Authors: Chengzhu Yu and Navid Shokouhi.
- VAD (GMM based)
- BIC segmentation (optional)
- Bottom-Up Clustering
- BIC distance
- KL divergence
- i-vector cosine distance
- i-vector Mahalanobis
- i-vector PLDA (optional)
- Bottom-Up Clustering Using i-vector cosine distance score (CDS)
- Interger linear programming (ILP) Clustering
- VAD based segmentation (viterbi)
- Resementation
- Evaluations
- DNN speaker embedding features
- Interface with Kaldi ASR
- Kaldi
- GLPK (if only you want to try ILP)
We evaluate our performance on AMI meeting corpus and compare the numbers with those reported in Pycasp from ICSI. Note: To evaluate only the clustering module, the numbers on CRSS-SpkDiar is on top of oracle segmentation. We're currently working to include segmentation.
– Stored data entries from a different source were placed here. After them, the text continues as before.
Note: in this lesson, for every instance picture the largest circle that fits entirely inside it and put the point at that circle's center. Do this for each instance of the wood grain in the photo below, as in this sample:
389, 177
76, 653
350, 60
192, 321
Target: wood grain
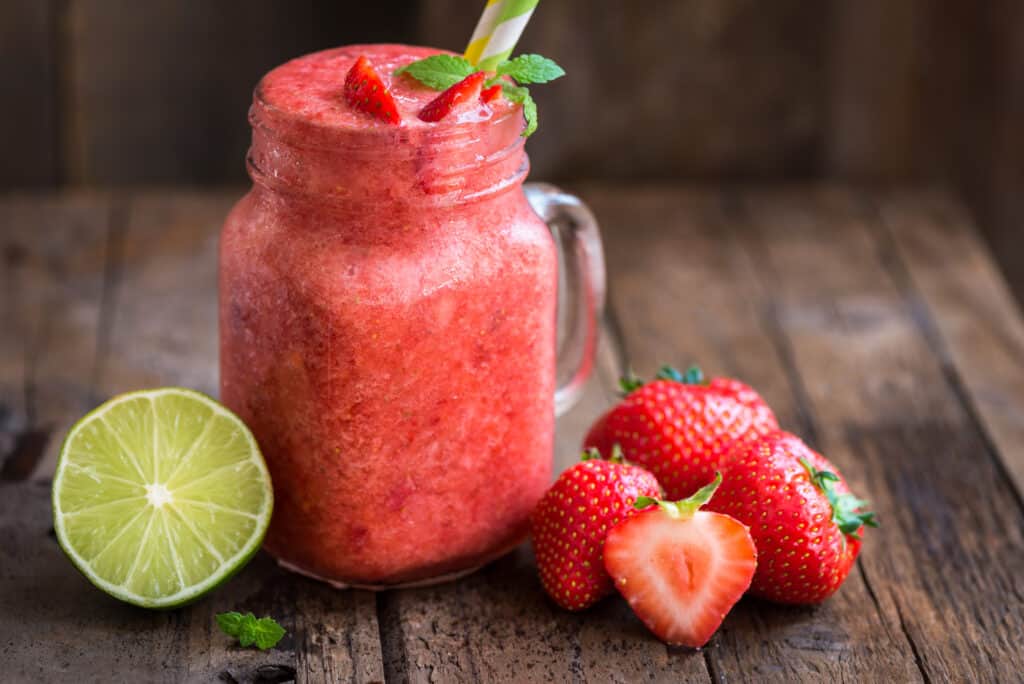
53, 270
655, 94
972, 318
29, 126
887, 414
161, 89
Session | Pycasp | CRSS-SpkDiar (run2.sh) |
---|---|---|
IS1000a.Mix-Headset | 25.38 | 12.07 |
IS1001a.Mix-Headset | 32.34 | 43.64 |
IS1001b.Mix-Headset | 10.57 | 12.16 |
IS1001c.Mix-Headset | 28.40 | 6.17 |
IS1003b.Mix-Headset | 34.30 | 10.56 |
IS1003d.Mix-Headset | 50.75 | 24.67 |
IS1006b.Mix-Headset | 16.57 | 7.34 |
IS1006d.Mix-Headset | 53.05 | 21.56 |
IS1008a.Mix-Headset | 1.65 | 4.07 |
IS1008b.Mix-Headset | 8.58 | 3.60 |
IS1008c.Mix-Headset | 9.30 | 6.36 |
IS1008d.Mix-Headset | 26.27 | 5.99 |
Average | 24.76% | 13.19% |